DÍA 8 (26 de febrero)



El amor purísimo de José


En Nazaret se desposaron José y María, y allí tuvo lugar el inefable misterio de la Encarnación del Verbo de Dios. Con los desposorios, María recibió una dote integrada -según la costumbre (Cfr. F. M. WILLAM, o.c., p. 66)- por alguna joya de no mucho valor, vestidos y muebles. Recibió un pequeño patrimonio, en el que quizá habría un poco de terreno... Tal vez todo ello no montara mucho, pero cuando se es pobre se aprecia más. Siendo José carpintero, le prepararía los mejores muebles que había fabricado hasta entonces. Como ocurre en los pueblos no demasiado grandes, la noticia debió correr de boca en boca: «María se ha desposado con José, el carpintero». La Virgen quiso aquellos esponsales, a pesar de haber hecho entrega a Dios de su virginidad. «Lo sencillo es pensar -escribe Lagrange- que el matrimonio con un hombre como José la ponía al abrigo de instancias, renovadas sin cesar, y aseguraría su tranquilidad» (J. Mª LAGRANGE, Evangile selon Saint Lucas, 3ª ed., París 1923, p. 33). Hemos de pensar que José y María se dejaron guiar en todo por las mociones e inspiraciones divinas. A ellos, como a nadie, se les puede aplicar aquella verdad que expone Santo Tomás: «a los justos es familiar y frecuente ser inducidos a obrar en todo por inspiración del Espíritu Santo» (Cfr. SANTO TOMAS, Suma Teológica, 3, q. 36, a. 5, c y ad 2). Dios siguió muy de cerca aquel cariño humano entre María y José, y lo alentó con la ayuda de la gracia para dar lugar a los esponsales entre ambos.

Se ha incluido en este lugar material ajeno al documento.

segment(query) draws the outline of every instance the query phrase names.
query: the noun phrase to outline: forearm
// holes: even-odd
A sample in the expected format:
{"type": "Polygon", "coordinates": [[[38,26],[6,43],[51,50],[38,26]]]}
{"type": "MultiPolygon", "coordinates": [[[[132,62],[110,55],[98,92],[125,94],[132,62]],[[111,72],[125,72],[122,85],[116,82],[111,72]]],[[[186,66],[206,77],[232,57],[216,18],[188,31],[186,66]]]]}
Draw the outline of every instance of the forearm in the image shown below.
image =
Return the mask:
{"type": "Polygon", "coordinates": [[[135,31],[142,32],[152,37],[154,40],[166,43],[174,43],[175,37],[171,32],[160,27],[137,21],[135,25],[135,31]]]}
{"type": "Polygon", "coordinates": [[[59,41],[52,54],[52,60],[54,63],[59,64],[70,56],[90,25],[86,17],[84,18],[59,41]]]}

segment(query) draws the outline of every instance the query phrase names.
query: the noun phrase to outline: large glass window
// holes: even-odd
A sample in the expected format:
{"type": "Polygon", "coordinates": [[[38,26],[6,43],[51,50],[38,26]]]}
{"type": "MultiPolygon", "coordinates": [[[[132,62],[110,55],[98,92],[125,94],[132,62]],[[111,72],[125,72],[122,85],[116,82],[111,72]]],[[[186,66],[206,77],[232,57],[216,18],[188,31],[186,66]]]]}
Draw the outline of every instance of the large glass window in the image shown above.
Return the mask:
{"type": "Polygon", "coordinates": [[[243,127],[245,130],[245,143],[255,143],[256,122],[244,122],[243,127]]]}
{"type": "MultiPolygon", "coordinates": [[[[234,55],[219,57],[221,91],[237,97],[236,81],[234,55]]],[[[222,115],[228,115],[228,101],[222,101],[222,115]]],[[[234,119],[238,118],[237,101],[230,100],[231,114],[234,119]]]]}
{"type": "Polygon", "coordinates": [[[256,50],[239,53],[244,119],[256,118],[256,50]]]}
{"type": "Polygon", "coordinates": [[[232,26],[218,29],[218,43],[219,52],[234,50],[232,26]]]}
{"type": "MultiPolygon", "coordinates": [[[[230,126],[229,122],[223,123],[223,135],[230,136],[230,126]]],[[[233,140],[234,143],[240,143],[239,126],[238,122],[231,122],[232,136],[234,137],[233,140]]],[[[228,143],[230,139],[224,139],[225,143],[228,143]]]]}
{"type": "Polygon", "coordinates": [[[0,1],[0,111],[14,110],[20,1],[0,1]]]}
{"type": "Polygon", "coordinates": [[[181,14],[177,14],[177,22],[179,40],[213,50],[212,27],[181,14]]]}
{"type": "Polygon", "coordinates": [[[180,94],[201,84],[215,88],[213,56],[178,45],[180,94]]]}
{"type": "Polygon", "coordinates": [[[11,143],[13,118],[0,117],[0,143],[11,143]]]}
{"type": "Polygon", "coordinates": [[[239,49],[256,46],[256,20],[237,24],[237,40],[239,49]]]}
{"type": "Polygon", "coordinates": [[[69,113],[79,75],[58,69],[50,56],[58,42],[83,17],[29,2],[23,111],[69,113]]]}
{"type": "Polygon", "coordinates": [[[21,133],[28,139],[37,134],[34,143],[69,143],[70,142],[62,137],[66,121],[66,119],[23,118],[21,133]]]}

Cuando José supo que el hijo que María llevaba en su seno era fruto del Espíritu Santo, que Ella sería la Madre del Salvador, la quiso más que nunca, «pero no como un hermano, sino con un amor conyugal limpio, tan profundo que hizo superflua toda cualquier relación carnal, tan delicado que le convirtió no sólo en testigo de la pureza virginal de María -virgen antes del parto, en el parto y después del parto, como nos lo enseña la Iglesia-, sino en su custodio» (F. SUAREZ, José, esposo de María, Rialp, 3ª ed., Madrid 1988, p. 50). Dios Padre preparó detenidamente la familia virginal en la que nacería su Hijo Unigénito.

No es nada probable que José fuera mucho mayor que la Virgen, como frecuentemente se leve pintado en los lienzos, con la buena intención de destacar la perpetua virginidad de María, pues «para vivir la virtud de la castidad, no hay que esperar a ser viejo o a carecer de vigor. La pureza nace del amor y, para el amor limpio, no son obstáculos la robustez y la alegría de la juventud. Joven era el corazón y el cuerpo de San José cuando contrajo matrimonio con María, cuando supo del misterio de su Maternidad divina, cuando vivió junto a Ella respetando la integridad que Dios quería legar al mundo, como una señal más de su venida entre las criaturas» (J. ESCRIVA DE BALAGUER, Es Cristo que pasa, 40).

Ése es el amor que nosotros -cada uno en el estado en el que le ha llamado Dios- pedimos al Santo Patriarca; ese amor «que ilumina el corazón» (SANTO TOMAS, Sobre la caridad, en Escritos de catequesis, p. 205) para llevar a cabo con alegría la tarea que nos ha sido encomendada.